My report also dealt with the safety needs of the St. Paul elderly community, on Forsyth Street near the Forsyth/College Street intersection. They desire a Hawk system equipped crosswalk in front of their high rise and an improvement in pedestrian safety at the Forsyth Street/College Street intersection, a very heavily trafficked spot at which numerous (and hazardous) turning movements occur, including in and out of a very busy gas station. I concluded that part of the report by noting that Macon-Bibb County has been designated an “Age Friendly” community so we ought to live up to that designation by implementing traffic-calming near St. Paul’s, and elsewhere else.

The PSRB also recommends widening the entrance to East Macon Park and is considering additional safety enhancements — e.g. sidewalks and bike lanes — for that destination which is popular with kids and adults alike. Violet Poe was commended for her tireless dedication to educating at-risk segments of the public regarding pedestrian safety.

Finally, I reported on the deliberations of another committee — the Planning and Zoning Commission’s Bicycle and Pedestrian Committee — whose meetings I attend as PSRB representative. At that committee meeting, held several hours after the PSRB meeting, I raised concerns about the efficacy, costs and benefits of a proposed bike lane network between Tatnall Square and the Ocmulgee Riverwalk. One segment of the plan involves spending about $120,000 to put bike lanes along Walnut Street, between Martin Luther King Jr. Drive and Madison Street. I noted that Riverside Drive Lane, which runs parallel to Walnut, between First Street and Madison Street, already exists and carries no traffic. It could, if striped for bike lanes, easily serve as a bikeway thus saving a lot of money which could be used to install bike lanes in unserved parts of Macon-Bibb. I have consistently advocated a community-wide, all-inclusive network of dedicated bike lanes, including along many of our four and five lane roads. But whenever I raise the issue, whether at MATS Policy Committee meetings or P&Z’s Bicycle and Pedestrian Committee meetings, it is ignored.

The current administration’s sole focus is on what it calls the “urban core.” That may satisfy the well-connected who want public resources directed toward their development plans for the area between the Ocmulgee and Mercer University. But such a narrow focus contravenes the principal of equity which is the heart of the Vision Zero concept adopted by the local government.

On a linear-mile basis, the “urban core” already has far more traffic calming features — e.g. well-marked crosswalks, adequate lighting, pedestrian signals, lower speed limits and sidewalks — than any other part of Macon-Bibb. If all elements of the bikeway plan for the urban core are implemented — including an outrageously expensive and poorly thought-out plan to spend $4 million for less than a mile of bike lanes along College Street — there will be nothing left for pedestrian/bicyclist safety in the rest of Macon-Bibb.

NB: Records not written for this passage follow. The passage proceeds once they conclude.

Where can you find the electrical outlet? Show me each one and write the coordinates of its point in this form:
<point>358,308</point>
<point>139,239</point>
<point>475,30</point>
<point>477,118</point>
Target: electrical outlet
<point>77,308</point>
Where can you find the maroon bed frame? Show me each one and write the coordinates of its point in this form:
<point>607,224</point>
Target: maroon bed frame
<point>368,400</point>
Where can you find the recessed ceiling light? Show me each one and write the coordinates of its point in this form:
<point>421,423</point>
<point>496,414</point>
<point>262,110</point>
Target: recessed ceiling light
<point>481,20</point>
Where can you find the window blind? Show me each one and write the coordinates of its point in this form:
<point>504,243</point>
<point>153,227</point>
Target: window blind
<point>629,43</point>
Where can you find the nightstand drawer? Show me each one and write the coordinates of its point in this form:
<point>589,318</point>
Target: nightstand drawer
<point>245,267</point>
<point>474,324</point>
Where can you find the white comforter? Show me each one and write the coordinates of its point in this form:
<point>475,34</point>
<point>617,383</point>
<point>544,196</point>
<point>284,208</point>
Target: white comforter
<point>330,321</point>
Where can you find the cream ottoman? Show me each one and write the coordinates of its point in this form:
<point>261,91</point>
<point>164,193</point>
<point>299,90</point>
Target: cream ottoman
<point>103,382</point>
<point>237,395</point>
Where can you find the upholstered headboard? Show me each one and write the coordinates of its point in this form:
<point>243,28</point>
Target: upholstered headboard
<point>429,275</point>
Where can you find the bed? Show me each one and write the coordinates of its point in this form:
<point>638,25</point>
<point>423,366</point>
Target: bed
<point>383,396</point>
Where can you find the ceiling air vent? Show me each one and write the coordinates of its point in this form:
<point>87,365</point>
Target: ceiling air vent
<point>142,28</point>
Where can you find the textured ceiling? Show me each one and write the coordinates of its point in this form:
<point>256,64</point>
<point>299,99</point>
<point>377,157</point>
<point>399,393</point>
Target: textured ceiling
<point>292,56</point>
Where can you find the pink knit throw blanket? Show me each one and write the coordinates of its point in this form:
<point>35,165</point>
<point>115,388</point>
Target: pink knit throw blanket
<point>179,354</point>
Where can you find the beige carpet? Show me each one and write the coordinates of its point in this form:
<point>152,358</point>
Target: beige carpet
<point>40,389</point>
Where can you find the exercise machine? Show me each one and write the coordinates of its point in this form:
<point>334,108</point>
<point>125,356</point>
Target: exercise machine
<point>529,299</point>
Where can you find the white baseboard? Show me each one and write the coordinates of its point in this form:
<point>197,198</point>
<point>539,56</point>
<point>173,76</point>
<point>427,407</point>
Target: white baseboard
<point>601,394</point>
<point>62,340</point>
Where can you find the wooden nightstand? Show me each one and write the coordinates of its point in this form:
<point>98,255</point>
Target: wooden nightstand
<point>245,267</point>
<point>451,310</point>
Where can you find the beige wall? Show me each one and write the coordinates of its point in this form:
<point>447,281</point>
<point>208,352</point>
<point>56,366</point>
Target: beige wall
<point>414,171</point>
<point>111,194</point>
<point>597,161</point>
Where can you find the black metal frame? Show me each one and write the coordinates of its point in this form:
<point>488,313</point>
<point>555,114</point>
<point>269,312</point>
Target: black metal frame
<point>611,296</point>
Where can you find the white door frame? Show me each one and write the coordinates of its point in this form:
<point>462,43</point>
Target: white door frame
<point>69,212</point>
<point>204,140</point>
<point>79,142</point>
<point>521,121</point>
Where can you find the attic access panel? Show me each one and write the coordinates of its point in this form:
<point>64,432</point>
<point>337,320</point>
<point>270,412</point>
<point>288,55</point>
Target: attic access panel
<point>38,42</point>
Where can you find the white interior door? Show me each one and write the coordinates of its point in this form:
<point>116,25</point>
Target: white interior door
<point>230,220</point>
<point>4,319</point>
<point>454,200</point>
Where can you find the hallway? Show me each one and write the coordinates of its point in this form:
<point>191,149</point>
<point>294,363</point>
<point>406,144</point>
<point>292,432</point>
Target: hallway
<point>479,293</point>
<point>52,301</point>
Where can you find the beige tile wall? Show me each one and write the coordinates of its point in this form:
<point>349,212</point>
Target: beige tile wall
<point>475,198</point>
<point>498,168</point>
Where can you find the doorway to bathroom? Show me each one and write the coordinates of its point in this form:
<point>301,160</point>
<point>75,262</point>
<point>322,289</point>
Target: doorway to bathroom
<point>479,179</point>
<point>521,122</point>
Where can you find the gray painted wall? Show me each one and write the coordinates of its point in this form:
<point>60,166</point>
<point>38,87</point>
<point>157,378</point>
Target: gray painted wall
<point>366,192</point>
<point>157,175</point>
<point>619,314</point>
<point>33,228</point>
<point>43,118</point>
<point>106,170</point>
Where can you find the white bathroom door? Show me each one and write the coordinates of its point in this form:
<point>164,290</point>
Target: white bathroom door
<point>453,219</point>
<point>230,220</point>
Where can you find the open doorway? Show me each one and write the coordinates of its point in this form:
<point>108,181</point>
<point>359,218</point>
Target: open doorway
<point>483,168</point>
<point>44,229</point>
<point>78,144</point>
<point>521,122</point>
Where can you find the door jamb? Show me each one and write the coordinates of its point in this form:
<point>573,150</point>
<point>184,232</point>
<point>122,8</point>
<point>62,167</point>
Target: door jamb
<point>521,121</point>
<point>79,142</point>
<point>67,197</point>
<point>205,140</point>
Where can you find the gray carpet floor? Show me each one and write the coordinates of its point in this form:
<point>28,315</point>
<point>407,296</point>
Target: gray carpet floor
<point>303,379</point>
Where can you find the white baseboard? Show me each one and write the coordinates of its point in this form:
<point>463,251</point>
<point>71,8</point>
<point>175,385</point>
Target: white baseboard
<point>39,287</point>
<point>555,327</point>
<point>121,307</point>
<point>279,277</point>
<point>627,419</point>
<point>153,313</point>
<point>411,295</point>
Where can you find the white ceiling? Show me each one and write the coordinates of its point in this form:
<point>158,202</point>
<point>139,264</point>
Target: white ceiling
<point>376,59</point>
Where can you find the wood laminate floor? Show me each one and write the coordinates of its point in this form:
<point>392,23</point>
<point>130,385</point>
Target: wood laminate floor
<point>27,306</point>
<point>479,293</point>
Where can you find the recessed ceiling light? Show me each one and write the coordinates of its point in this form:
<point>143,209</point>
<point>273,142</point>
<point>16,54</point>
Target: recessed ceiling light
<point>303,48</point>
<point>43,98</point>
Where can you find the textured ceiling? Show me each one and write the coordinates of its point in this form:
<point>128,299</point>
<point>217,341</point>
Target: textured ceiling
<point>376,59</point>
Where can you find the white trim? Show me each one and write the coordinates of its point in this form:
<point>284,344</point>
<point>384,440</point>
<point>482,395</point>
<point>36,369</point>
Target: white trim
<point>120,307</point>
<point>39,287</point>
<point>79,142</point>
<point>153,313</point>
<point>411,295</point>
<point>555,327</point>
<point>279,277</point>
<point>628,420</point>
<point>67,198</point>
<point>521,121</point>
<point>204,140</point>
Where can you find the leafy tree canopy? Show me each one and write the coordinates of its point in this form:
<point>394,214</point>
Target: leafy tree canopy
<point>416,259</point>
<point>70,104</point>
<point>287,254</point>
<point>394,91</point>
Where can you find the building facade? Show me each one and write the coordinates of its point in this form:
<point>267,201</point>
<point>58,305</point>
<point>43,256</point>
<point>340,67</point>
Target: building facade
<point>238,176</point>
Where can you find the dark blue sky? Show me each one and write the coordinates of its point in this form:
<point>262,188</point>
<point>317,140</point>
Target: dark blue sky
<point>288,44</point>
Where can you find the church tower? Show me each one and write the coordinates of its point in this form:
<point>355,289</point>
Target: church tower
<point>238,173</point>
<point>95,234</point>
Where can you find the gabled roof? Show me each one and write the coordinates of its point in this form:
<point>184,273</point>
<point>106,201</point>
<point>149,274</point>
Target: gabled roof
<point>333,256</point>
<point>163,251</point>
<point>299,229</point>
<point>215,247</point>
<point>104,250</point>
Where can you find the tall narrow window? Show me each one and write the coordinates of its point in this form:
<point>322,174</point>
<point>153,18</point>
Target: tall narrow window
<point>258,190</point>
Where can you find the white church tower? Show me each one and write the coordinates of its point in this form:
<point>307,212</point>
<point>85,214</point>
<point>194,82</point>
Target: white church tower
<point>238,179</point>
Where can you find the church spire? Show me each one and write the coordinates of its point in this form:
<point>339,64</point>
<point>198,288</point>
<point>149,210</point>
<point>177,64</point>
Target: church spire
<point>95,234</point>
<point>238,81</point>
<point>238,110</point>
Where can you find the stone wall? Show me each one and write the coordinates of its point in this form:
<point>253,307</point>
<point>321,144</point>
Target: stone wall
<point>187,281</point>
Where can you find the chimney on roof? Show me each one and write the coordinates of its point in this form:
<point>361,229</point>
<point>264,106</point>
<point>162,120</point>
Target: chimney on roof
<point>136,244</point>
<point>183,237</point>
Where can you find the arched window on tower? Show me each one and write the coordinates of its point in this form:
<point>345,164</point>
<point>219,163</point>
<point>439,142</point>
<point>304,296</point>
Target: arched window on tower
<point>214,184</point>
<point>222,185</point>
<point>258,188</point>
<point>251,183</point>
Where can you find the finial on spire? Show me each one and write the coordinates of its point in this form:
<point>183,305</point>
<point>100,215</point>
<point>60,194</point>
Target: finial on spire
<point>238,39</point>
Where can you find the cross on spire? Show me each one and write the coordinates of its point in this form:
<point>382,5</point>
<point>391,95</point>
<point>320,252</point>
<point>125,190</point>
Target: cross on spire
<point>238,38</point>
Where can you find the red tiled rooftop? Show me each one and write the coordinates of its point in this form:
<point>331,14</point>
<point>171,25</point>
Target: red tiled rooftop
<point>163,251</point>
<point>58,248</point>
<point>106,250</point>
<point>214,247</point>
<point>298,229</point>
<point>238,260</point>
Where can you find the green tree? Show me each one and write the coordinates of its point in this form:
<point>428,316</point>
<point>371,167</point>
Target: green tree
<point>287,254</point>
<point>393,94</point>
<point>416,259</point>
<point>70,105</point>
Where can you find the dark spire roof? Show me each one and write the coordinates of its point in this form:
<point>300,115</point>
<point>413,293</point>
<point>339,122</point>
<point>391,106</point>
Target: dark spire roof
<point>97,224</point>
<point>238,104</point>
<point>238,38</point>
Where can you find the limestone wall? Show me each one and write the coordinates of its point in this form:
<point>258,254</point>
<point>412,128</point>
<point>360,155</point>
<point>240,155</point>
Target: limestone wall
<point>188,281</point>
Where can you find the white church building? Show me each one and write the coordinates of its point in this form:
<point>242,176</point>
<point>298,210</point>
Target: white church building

My report concluded with some observations regarding a sister city’s bikeway system. Last year, the mayor and some others took a grant-funded excursion to look at Copenhagen's bikeway network. If they’d done some homework they would have known that Macon-Bibb and Copenhagen are similar in square area —255 square miles for us and 237 square miles for Copenhagen. We have less than two miles of bike ways, counting the river walk. Copenhagen has 261 miles of bike lanes with 85 more in the pipeline. Everybody in Copenhagen has access to its bike network — it is all inclusive. But we will never see that here unless the focus is broadened to include the community beyond the “urban core.”

Michael Ryan is chairman, Pedestrian Safety Review Board.